Maintenant, quand il est en concurrence pour l’eau du Nil, Le Caire doit faire face à plusieurs gouvernements et des intérêts commerciaux qui ne font pas partie de l’accord de 1959. En outre, l’Éthiopie, qui n’a jamais aimé cet accord, a annoncé des plans pour construire un énorme barrage hydroélectrique sur son bras du Nil, qui réduirait encore plus le débit de l’eau vers l’Egypte.

Le potentiel pour augmenter la productivité des terres est réduit parce que les rendements de blé de l’Egypte sont déjà parmi les plus élevés du monde. Avec une population de 81 millions d’habitants, qui devrait atteindre 101 millions en 2025, trouver suffisamment de nourriture et d’eau devient un défi conséquent.

La situation désespérée de l’Egypte pourrait faire partie d’un scénario plus grand, plus inquiétant. Ses voisins en amont du Nil (le Soudan, avec 44 millions de personnes, et l’Ethiopie, avec 83 millions), grandissent encore plus rapidement, augmentant le besoin d’eau pour produire de la nourriture.
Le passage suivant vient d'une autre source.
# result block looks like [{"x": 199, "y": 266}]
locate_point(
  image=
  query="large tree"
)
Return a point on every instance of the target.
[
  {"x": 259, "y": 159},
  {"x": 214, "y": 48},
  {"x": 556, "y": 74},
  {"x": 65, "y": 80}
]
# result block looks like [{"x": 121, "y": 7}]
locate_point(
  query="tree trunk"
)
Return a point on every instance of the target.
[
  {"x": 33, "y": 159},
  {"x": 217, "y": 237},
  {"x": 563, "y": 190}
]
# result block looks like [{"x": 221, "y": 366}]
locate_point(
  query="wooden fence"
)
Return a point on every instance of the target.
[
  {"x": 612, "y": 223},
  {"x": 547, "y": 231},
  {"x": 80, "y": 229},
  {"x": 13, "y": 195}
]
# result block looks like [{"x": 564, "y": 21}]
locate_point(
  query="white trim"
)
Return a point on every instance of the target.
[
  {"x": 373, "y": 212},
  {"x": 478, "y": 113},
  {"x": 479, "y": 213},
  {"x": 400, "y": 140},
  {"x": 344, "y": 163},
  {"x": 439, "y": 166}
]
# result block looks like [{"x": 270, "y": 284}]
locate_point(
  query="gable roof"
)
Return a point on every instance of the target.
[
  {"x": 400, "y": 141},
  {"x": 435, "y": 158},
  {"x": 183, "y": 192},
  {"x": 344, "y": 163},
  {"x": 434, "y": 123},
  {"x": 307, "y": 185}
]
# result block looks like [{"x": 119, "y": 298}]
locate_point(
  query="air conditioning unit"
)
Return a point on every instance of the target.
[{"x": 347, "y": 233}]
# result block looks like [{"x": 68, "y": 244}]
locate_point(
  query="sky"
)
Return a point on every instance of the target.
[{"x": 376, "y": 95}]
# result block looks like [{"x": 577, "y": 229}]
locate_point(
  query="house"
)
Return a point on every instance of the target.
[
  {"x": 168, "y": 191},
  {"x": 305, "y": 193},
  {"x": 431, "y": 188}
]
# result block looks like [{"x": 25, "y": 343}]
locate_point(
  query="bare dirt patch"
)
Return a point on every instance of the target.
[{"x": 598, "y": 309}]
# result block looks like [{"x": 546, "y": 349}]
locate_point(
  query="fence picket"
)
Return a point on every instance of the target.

Les projections des Nations Unies montrent que la population combinée de ces trois pays de 208 millions aujourd’hui, augmenterait à 272 millions en 2025 et 360 millions d’ici 2050.

La demande croissante en eau, alimentée par la croissance de la population et les acquisitions étrangères de terre (et d’eau), mettent à rude épreuve les limites naturelles du Nil. Eviter des conflits dangereux sur l’eau implique trois initiatives à l’échelle du bassin. La première est pour les gouvernements : contrer de front la menace démographique en faisant en sorte que toutes les femmes aient accès aux services de planification familiale et en éduquant les filles dans toute la région. La seconde consiste à adopter des technologies d’irrigation plus efficaces en eau et de passer à des cultures moins intensives en eau.

Enfin, pour l’amour de la paix et la future coopération au développement, les nations du bassin du Nil doivent se réunir pour interdire l’accaparement des terres par les gouvernements étrangers et les entreprises agro-industrielles. Comme il n’existe pas de précédent, l’aide internationale dans la négociation d’une telle interdiction, semblable à la Banque mondiale facilitant le Traité des eaux de l’Indus en 1960, entre l’Inde et le Pakistan, sera probablement nécessaire pour en faire une réalité.

Aucune de ces initiatives ne sera facile à mettre en œuvre, mais toutes sont indispensables. Sans elles, la hausse des prix du pain pourrait porter atteinte à la révolution d’espoir en Egypte et la concurrence pour l’eau du Nil pourrait s’avérer mortelle.